I then tried the Fermat, and this does seem to be MUCH faster. Istill will need to test it with larger numbers. However, seeing that there is a chance it can fail, I will need to continue to research ways around this. (or a fall back once it produces what it believes to be a valid prime) .

Unfortnatly there is some flaw in some logic in the key generation of my code (not sure what, need more tests)

However, seeing that there is a chance it can fail, I will need to continue to research ways around this.

To be clear, there is no fast way to determine if a very large random number is a prime. Let me quote from reputable source.

  • The wrong way to find primes is to generate random numbers and then try to factor them. The right way is to generate random numbers and test if they are prime.
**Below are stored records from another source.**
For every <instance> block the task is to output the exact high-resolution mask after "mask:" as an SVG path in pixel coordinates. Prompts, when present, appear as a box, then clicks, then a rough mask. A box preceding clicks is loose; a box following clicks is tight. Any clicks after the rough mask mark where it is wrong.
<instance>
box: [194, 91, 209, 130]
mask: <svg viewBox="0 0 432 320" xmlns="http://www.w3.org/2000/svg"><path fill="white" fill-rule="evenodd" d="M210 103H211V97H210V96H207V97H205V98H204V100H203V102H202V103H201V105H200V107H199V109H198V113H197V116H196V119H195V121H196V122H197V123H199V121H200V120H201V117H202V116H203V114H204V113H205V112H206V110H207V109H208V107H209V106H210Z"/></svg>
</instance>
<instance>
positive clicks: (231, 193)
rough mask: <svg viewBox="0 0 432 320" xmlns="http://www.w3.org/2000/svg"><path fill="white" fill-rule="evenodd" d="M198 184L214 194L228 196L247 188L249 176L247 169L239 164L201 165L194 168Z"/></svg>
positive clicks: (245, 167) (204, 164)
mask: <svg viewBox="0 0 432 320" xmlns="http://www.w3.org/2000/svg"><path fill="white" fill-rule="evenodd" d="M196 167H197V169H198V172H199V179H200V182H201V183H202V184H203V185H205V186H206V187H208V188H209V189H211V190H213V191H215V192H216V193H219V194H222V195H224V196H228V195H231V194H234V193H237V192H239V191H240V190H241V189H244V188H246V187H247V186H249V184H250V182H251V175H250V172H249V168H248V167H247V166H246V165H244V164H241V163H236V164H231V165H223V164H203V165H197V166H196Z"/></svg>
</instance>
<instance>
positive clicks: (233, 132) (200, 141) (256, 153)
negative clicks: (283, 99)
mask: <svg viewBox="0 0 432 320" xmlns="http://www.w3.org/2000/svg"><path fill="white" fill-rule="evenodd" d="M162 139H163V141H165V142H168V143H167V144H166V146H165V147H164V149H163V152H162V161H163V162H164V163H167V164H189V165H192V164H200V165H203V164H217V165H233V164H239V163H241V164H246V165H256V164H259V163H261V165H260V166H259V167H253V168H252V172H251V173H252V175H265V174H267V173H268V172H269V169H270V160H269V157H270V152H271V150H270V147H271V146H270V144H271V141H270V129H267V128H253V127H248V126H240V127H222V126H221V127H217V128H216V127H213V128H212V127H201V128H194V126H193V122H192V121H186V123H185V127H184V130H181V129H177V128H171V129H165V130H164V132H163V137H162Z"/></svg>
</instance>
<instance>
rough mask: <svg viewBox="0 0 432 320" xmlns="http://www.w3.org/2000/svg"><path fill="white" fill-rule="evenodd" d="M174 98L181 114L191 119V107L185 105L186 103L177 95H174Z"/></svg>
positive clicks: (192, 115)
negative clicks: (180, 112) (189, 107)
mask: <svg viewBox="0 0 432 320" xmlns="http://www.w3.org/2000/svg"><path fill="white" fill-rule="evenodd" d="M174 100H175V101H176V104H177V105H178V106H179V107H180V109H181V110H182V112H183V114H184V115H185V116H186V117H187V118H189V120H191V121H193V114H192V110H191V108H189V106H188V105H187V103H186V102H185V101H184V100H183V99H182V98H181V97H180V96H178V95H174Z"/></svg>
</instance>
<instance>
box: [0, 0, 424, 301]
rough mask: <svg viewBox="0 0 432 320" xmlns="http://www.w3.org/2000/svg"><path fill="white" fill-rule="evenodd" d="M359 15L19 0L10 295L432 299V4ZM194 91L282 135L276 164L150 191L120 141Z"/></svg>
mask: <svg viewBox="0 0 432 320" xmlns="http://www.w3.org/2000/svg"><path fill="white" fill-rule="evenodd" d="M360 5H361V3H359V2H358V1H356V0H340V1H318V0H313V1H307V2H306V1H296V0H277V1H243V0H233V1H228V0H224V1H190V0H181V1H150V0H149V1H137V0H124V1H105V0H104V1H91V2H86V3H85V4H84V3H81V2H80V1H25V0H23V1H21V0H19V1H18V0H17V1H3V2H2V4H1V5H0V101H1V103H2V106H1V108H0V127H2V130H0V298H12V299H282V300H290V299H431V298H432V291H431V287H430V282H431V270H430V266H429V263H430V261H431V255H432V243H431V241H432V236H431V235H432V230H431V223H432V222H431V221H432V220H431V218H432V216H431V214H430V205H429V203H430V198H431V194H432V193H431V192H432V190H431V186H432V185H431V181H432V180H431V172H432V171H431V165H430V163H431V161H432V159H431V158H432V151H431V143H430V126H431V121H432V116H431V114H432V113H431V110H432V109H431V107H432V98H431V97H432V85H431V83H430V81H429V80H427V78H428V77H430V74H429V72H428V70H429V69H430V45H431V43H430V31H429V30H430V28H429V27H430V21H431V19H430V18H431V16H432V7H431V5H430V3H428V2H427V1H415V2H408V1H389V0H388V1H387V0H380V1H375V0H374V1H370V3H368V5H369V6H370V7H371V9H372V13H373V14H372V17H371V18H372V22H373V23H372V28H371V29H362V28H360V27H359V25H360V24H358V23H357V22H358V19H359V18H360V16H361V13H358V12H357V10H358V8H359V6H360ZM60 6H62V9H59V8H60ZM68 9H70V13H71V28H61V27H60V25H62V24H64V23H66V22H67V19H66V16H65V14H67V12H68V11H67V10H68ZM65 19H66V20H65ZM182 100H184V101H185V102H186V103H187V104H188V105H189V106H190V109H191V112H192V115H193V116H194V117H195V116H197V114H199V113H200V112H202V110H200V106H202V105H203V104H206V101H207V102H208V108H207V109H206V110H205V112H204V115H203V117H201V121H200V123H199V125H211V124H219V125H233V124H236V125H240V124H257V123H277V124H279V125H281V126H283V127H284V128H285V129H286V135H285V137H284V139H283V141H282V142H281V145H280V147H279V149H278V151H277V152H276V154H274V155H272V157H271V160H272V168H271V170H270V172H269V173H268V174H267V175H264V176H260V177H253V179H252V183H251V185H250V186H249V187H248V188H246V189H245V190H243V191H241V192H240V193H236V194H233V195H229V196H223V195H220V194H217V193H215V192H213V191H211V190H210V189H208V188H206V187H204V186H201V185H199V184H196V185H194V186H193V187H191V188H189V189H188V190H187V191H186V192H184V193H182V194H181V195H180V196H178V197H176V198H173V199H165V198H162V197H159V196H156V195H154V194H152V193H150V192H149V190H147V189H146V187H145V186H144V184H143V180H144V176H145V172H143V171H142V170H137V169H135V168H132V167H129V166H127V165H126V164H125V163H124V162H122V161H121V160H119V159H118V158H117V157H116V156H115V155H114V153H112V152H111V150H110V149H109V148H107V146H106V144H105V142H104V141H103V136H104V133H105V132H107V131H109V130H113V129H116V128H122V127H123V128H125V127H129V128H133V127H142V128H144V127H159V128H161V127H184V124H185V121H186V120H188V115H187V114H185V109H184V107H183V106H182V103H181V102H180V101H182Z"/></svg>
There are several probabilistic primality tests; tests that determine whether a number is prime with a given degree of confidence. Assuming this “degree of confidence” is large enough, these sorts of tests are good enough. I’ve heard primes generated in this manner called “industrial-grade primes”: These are numbers that are probably prime with a controllably small chance of error.

  • Assume a test is set to fail once in 250 tries. This means that there is a 1 in 1015 chance that the test falsely indicates that a composite number is prime. (The test will never falsely indicate that a prime number is composite.) If for some reason you need more confidence that the number is prime, you can set the failure level even lower. On the other hand, if you consider that the odds of the number being composite are 300 million times less than the odds of winning top prize in a state lottery, you might not worry about it so much.

Applied Cryptography, Second Edition: Protocols, Algorthms, and Source Code in C by Bruce Schneier

The only algorithm I used in commercial software was, before AES and all that good stuff, triple DES. Still pretty secure. So, unless you are a serious math wiz and security expert, don't try to "roll your own" encryption software, as others have so clearly stated here. Do it as a learning tool only. Just because you cannot break your algorithms doesn't mean others cannot.